The young man smiled and shook his head. "You are scarcely likely to encounter me, monsieur," he answered. "I shall be busy amongst the poor and sick, or at work within the monastery. I shall remember you--but I do not think that we shall meet again."
"By what name should I ask for you if I came across any of your order?"
said Brian.
"I am generally known as Dino Vasari, or Brother Dino, at your service, monsieur," replied the Italian, cheerfully. "If, in your goodness, you wished to inquire after me, you should ask at the monastery of San Stefano, where I spend a few weeks every year in retreat. The Prior, Father Cristoforo, is an old friend of mine, and he will always welcome you if you should pass that way. There is good sleeping accommodation for visitors."
Brian took the trouble to make an entry in his note-book to this effect.
It turned out to be a singularly useful one. As they were reaching Mainz something prompted Brian to ask a question. "Why did you speak to me this afternoon?" he said, the morbid suspiciousness of a man who is sick in mind as well as body returning full upon him. "You do not know me?"
"No, monsieur, I do not know you." The ecclesiastic's pale brow flushed; he even looked embarrassed. "Monsieur," he said at last, "you had the appearance--you will pardon my saying so--of one who was either ill or bore about with him some unspoken trouble; it is the privilege of the Order to which I hope one day to belong to offer help when help is needed; and for a moment I hoped it might be my special privilege to give some help to you."
"Why did you think so?" Brian asked, hastily. "You did not know my name?"
The Italian cast down his eyes. "Yes, monsieur," he said in a low tone, "I did know your name."
Brian started up. He did not stop to weigh probabilities; he forgot how little likely a young foreign seminarist would be to hear news of an accident in Scotland; he felt foolishly certain that his name--as that of the man who had killed his brother--must be known to all the world!

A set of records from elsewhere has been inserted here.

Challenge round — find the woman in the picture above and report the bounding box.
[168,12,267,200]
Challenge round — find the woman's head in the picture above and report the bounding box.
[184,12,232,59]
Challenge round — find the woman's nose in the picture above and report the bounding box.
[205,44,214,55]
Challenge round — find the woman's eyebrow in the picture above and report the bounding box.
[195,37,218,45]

It was the wildest possible delusion, such as could occur only to a man whose mind was off its balance--and even he could not retain it for more than a minute or two; but in that space of time he uttered a few wild words, which caused the young monk to raise his dark eyes to his face with a look of sorrowful compassion.
"Does everyone know my wretched story, then? Do I carry a mark about with me--like Cain?" Brian cried aloud.
"I know nothing of your story, monsieur," said Brother Dino, as he called himself, after a little pause, "When I said that I knew your name, I should more properly have said the name of your family. A gentleman of your name once visited the little town where I was brought up." He paused again and added gently, "I have peculiar reasons for remembering him. He was very good to a member of my family."
Brian had recovered his self-possession before the end of the young priest's speech, and was heartily ashamed of his own weakness.
"I beg your pardon," he said, sinking back into his seat with an air of weariness and discouragement that would have touched the heart of a tender-natured man, such as was Brother Dino of San Stefano. "I must be an utter fool to have spoken as I did. You knew my father, did you? That must be long ago."